Our support team is a private Facebook group specifically for widows and widowers of our faith. It was established over 12 years ago, not by the church, but by a few widowed members of the church in an effort to offer mutual support after the loss of a spouse. When I joined the group six years ago, there were approximately 1500 members. There are now over 7000 from all over the country and even internationally.
I didn’t know that this group existed until I found it in a moment of loneliness. It had been a month after Kris’s passing and I ached so badly. Despite having a couple kids living at home and support from other friends and family, I felt alone. I needed to interact with someone who understood and who could assure me that the pain would go away, or at least decrease. Finding the group was a tender mercy. I would spend hours reading the comments and experiences of the more seasoned widows and widowers reassuring the newbies that we would be okay.
Part of the allure is knowing that everyone in the group is a widow or widower because widowhood verification is required to join. People feel comfortable sharing struggles, challenges, and hardships that they may not be willing to share with others. So many posts to the group start with, “I can’t post this on my regular Facebook page…”
In many ways, this group becomes a new family. When someone vents or posts a question, it’s not uncommon to have more than 100 responses from the other members of the group, and all are uplifting and encouraging.
More than 30 sub-groups have been created from this main group to specifically support different needs. Some of the groups are for people who live in certain geographic regions so they can plan get-togethers. Others include groups for those with kids at home, those in certain age groups, and those who have remarried. Each one offers an outlet of support for specific circumstances.
Finding a Support Group
There are an endless number of other support groups on Facebook that support all kinds of grief. A quick search brings up support groups for those who’ve lost a parent or a child, those whose partners committed suicide, the loss of pets, and young adults in mourning. Many other social media platforms also have their own version of grief support as well.

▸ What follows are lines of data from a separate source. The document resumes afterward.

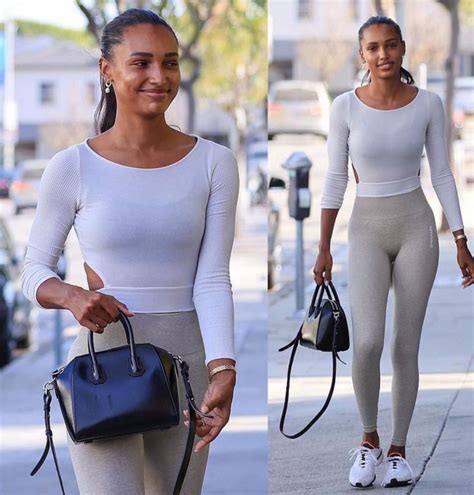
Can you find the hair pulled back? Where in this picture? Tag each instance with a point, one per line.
(112, 35)
(377, 20)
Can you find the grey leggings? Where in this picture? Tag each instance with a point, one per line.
(391, 239)
(146, 463)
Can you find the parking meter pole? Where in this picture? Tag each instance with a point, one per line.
(299, 263)
(58, 339)
(299, 205)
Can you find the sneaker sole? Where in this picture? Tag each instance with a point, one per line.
(360, 485)
(395, 483)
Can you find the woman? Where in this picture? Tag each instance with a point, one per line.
(383, 127)
(154, 212)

A simple search on your favorite search engine can also be helpful. You can add search terms that fit whatever criteria you want to help you narrow down the options. Other sources include local churches, senior centers, recreation facilities, and even local government.
Finally, reach out to friends, family, or colleagues who have experienced loss in the last couple years. They probably can refer you to different resources that were helpful for them. They may offer their own advice and become close confidants.